On Thu, 29 Jun 2006, Andy Adler wrote:
On Thu, 29 Jun 2006, Bill Denney wrote:
Andy Adler wrote:
I'm trying to write this. My idea is that XML like this
<a b="c" d="e"> text <f g="h"/> more text <f>data</f> </a>
Shouldn't it parse as something more like
v.a.ATTS.b = "c"
v.a.ATTS.d = "e"
v.a.CHILD{1} = " text "
v.a.CHILD{2}.f.ATTS.g => "h"
v.a.CHILD{3} = " more text "
v.a.CHILD{4}.f.CHILD{1} => "data"
My concern is that this output makes writing software to parse the
xml output really frustrating - you need to loop through the CHILD
vectors to find what you're looking for. This would result in
people taking shortcuts that make the code fragile.
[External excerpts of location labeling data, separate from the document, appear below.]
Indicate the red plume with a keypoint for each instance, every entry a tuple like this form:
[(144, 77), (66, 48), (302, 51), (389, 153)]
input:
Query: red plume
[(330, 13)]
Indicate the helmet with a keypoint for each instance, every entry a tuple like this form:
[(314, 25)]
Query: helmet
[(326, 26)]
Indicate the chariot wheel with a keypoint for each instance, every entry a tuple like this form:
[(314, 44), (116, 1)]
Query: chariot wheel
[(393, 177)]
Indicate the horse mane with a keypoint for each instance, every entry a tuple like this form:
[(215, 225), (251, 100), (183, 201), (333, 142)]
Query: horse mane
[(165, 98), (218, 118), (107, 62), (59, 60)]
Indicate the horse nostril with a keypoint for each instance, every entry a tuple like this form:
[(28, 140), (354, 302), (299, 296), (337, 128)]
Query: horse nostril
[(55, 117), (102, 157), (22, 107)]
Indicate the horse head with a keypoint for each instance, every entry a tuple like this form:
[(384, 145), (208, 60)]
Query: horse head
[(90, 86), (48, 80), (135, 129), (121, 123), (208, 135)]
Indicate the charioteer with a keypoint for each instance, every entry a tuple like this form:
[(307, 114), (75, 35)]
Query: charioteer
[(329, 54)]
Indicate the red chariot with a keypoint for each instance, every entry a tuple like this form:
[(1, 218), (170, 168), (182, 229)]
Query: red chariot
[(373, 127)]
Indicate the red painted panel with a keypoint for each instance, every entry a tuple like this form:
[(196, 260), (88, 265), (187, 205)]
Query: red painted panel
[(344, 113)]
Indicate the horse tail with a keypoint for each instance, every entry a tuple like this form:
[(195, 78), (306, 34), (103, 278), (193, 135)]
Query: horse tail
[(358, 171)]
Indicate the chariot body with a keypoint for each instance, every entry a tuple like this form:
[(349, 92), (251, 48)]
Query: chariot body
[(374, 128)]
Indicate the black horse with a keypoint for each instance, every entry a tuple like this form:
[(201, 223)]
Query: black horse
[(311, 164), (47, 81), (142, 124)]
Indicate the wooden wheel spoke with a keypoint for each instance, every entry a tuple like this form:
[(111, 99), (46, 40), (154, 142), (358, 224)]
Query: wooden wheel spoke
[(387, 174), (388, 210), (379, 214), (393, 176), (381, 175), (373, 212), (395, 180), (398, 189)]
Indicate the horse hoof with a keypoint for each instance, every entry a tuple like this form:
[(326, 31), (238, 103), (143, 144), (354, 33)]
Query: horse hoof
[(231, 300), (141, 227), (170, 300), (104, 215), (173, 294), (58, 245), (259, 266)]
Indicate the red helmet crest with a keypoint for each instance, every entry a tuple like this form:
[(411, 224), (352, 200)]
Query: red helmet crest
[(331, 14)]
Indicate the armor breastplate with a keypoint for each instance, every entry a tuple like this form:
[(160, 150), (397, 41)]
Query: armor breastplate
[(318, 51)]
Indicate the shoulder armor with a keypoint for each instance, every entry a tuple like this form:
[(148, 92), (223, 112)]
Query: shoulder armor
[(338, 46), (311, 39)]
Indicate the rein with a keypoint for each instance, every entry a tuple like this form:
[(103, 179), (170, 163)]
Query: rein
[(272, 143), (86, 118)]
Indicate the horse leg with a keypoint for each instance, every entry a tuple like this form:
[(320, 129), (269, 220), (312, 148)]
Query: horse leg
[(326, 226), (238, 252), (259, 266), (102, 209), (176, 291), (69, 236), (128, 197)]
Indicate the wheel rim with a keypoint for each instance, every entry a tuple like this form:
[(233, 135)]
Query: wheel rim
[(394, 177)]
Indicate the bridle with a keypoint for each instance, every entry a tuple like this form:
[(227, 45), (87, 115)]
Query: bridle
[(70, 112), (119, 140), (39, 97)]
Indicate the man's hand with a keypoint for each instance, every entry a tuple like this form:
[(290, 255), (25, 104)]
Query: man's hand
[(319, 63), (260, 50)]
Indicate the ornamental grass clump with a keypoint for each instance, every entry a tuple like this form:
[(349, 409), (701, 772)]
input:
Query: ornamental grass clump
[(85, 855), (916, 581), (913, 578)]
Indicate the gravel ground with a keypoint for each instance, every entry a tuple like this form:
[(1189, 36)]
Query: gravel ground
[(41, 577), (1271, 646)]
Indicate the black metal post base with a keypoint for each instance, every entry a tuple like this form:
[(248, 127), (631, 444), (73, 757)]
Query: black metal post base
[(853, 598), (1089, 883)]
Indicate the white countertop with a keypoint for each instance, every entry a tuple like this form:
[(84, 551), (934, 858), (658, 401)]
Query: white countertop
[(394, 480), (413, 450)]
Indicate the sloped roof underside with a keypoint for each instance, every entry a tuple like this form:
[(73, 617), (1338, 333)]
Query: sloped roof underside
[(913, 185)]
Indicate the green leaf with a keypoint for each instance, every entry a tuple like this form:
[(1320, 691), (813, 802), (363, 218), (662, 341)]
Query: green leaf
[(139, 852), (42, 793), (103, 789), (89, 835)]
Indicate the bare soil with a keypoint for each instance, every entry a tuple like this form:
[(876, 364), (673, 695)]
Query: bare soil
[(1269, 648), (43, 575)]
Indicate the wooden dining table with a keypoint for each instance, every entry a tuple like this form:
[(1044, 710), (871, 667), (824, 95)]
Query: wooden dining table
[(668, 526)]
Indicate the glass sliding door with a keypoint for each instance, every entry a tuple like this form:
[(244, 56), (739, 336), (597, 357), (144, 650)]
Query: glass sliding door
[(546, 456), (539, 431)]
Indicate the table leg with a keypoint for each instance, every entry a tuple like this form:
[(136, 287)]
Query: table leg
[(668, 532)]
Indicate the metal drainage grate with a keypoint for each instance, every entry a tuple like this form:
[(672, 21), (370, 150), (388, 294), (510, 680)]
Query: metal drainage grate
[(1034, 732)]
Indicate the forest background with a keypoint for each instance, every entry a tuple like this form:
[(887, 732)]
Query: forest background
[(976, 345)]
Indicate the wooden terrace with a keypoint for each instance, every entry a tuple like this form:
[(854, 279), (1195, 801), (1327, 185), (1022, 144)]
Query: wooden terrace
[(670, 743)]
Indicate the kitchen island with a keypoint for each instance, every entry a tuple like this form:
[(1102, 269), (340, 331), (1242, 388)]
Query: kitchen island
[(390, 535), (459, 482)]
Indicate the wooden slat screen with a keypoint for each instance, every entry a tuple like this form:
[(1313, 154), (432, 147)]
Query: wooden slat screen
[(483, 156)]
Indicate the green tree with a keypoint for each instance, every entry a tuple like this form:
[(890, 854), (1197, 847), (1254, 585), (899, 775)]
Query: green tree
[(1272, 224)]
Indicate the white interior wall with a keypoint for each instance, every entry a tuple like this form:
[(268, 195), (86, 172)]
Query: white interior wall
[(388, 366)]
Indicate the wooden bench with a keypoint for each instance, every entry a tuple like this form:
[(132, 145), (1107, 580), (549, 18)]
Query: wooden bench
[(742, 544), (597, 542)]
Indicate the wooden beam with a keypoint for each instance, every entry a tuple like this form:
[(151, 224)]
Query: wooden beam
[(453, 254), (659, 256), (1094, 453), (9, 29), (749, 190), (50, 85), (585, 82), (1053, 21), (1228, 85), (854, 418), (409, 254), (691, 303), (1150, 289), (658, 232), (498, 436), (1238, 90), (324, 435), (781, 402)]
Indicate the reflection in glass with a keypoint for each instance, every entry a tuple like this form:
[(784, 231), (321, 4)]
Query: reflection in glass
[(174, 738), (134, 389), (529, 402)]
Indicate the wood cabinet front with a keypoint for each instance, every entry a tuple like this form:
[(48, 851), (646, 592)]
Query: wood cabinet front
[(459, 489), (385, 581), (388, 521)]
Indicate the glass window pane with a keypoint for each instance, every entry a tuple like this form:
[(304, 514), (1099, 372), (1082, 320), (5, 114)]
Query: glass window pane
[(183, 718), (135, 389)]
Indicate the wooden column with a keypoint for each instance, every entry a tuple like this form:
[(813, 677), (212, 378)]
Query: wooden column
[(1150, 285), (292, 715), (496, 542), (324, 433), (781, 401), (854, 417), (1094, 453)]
But not doing it this way would make an incorrect representation for
nested structures: what about just parsing xhtml like
<p>abcd <i>efg</i> jklm</p>
would turn into
v.p.TEXT = 'abcd jklm';
v.p.i.TEXT = 'efg';
which would not reverse correctly because all of these could turn into
the above:
<p>abcd<i>efg</i> jklm</p>
<p><i>efg</i>abcd jklm</p>
<p>abcd jklm<i>efg</i></p>
...
To me, it should be a reversible transformation. Also, without keeping
the order, you would lose the ability to do full XSLT interpretation
(what do you do about sibling commands).
This is actually a big debate in the XML semantics community - the
fact that XML does not map easily to data structures.
I realize that it doesn't map easily, but it should map reversibly.